- Muzychko during the First Chechen War
- Born: 19 September 1962 Kizel, Perm Oblast, Russian SFSR, Soviet Union
- Died: 24 March 2014 (aged 51) Rivne, Ukraine
- Cause of death: Gunshot wounds
- Other name: Sashko Bilyi
- Occupation: Political activist
- Known for: Coordinator of Right Sector in Western Ukraine
- Awards: Hero of the Nation

= Oleksandr Muzychko =

Ukrainian activist (1962–2014)

Oleksandr Ivanovych Muzychko (Олександр Іванович Музичко; 19 September 1962 – 24 March 2014) was a Ukrainian political activist, a member of UNA-UNSO and coordinator of Right Sector in Western Ukraine.

Muzychko had vowed to fight "Communists, Jews, and Russians for as long as blood flows in [his] veins."

==Biography==
Muzychko was born near the Ural Mountains to a Ukrainian father and a Belarusian mother, both deported members of the Ukrainian Insurgent Army.

Muzychko led the UNA-UNSO "Viking" group during the First Chechen War. In 1997, he was accused of attempting to kill a member of UNA-UNSO in Kyiv. In 1999, Muzychko was sentenced to three years in prison. In 2009, he was accused of a hostile corporate raid. In 2012, he ran for the Ukrainian parliament in the 153rd electoral district (Rivne), coming sixth.

On 27 February 2014, Muzychko attacked the Prosecutor of the Rivne Oblast in his office and threatened to "slay as a dog" the Minister of Internal Affairs, Arsen Avakov. On 28 February 2014, criminal proceedings were opened against him.

On 7 March 2014, ITAR-TASS reported that Russian authorities wanted him for war atrocities. On 11 March 2014, Russian State Duma opposition leader Valery Rashkin urged Russian special services to "follow Mossad examples" and assassinate Right Sector leaders Dmytro Yarosh and Muzychko.

===Death===
On 24 March 2014, Muzychko was shot dead. There are conflicting stories about how this happened. An official inquiry concluded he had shot himself twice at the end of a police chase, one bullet scratching his skin and the other into the heart (this one proved to be fatal). According to Volodymyr Yevdokymov (Володимир Євдокимов), a former officer of the SSU, Muzychko wounded one of the police officers, was shot and died from his wounds.

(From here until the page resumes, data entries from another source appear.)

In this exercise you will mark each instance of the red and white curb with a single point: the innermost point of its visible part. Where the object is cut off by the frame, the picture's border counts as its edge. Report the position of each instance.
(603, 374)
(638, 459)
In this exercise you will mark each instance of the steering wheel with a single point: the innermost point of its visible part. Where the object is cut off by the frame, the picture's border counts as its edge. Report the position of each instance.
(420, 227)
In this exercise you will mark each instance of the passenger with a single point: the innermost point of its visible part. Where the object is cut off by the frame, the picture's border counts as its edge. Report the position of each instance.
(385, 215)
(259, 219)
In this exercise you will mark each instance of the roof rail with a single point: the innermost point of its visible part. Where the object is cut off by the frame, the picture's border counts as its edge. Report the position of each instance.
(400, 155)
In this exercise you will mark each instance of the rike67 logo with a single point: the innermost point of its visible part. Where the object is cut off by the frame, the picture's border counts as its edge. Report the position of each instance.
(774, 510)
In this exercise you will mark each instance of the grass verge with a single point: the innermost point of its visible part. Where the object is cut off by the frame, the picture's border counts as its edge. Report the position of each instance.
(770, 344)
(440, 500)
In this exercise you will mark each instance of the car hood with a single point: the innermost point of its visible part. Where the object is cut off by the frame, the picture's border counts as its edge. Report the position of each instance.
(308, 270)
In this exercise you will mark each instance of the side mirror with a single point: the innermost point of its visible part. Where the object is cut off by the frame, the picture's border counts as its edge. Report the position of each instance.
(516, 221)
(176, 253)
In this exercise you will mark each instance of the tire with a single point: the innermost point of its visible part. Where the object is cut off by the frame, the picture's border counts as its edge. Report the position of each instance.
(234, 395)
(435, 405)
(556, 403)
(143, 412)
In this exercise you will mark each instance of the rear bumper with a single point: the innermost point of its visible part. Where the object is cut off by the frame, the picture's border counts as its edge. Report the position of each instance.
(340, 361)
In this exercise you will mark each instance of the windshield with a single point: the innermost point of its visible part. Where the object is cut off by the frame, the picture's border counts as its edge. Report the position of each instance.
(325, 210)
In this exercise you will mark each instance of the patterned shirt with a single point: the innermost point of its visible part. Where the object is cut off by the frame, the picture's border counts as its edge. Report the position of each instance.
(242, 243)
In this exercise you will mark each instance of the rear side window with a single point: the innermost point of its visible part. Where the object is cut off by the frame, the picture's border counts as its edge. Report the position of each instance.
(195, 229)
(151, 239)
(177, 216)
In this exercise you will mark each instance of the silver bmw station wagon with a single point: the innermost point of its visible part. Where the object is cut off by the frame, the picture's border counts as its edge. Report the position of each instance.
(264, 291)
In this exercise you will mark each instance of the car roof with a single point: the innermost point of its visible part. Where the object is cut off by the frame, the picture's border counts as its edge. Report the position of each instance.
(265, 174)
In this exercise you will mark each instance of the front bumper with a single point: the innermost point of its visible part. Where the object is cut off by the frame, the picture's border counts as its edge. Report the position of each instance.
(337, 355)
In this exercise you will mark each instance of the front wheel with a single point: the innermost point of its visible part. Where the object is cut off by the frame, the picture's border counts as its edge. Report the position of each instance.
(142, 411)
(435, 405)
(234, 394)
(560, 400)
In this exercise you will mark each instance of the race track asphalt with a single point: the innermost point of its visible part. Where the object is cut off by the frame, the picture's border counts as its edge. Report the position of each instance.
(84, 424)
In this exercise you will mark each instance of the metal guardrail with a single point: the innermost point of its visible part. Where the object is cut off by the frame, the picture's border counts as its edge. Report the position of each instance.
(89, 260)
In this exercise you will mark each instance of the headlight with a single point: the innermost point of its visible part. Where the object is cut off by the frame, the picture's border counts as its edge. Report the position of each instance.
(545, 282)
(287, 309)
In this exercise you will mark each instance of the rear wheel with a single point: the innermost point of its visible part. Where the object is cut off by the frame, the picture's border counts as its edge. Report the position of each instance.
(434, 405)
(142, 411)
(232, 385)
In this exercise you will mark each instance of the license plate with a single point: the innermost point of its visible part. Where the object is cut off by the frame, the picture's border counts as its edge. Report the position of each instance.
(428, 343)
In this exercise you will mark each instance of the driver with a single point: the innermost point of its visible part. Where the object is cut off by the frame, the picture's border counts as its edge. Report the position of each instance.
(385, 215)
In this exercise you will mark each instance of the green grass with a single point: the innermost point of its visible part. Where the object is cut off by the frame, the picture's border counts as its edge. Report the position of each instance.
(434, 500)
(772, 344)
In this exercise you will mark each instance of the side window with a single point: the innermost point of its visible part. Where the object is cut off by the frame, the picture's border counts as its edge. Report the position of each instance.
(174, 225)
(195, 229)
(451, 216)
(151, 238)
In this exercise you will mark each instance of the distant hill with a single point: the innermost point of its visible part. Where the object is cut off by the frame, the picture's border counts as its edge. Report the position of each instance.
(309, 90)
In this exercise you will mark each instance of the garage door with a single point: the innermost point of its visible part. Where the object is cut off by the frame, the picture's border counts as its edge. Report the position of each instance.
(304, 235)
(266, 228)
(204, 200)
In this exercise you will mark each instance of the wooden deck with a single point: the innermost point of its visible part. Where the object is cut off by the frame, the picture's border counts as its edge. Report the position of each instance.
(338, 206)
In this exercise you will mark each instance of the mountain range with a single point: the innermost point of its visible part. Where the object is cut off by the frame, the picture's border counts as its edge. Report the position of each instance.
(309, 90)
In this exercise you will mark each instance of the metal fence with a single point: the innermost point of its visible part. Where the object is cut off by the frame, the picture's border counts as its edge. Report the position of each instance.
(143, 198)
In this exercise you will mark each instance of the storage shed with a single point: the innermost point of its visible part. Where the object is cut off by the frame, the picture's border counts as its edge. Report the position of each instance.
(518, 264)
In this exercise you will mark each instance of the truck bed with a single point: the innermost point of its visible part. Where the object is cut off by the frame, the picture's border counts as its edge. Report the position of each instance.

According to Ukrainian MP Oles Doniy, a group of unknown armed people arrived in three Volkswagen minivans and kidnapped Muzychko and five other people from a café near Rivne. They murdered Muzychko behind the café with two gunshots to the heart. In another telling of Doniy's account, a group of attackers forced Muzychko to halt his car, pulled him out of the vehicle, handcuffed him and shot him.

According to the interior ministry of Ukraine, Muzychko died in a shoot-out with police in a café in Rivne. According to the ministry, the police raided the café to arrest Muzychko, but he opened fire while he tried to flee. He was shot when the police returned fire. The police were able to capture him and three others, but by the time the paramedics had arrived at the scene, he had died.

On 25 March, police stated that Muzychko had shot himself. This was confirmed by an inquiry by the interior ministry, which concluded he had shot himself in the heart as police tried to bring him to the ground after a chase. The inquiry also concluded he had fired previously, resulting in a scratch on his skin, and that the police had acted lawfully.

Reacting to the news about the shooting, Dmytro Yarosh, leader of Right Sector, called for the resignation of Interior Minister Arsen Avakov and the arrest of the police officers who came after Muzychko. An unknown member of the Right Sector promised to take reprisal against the minister for his death.

Ten days before his death, Muzychko accused Ukrainian police (MIA) and the general prosecutor's office of making preparations for his assassination.

==Legacy==
In Konotop, a street was named after Oleksandr Muzychko.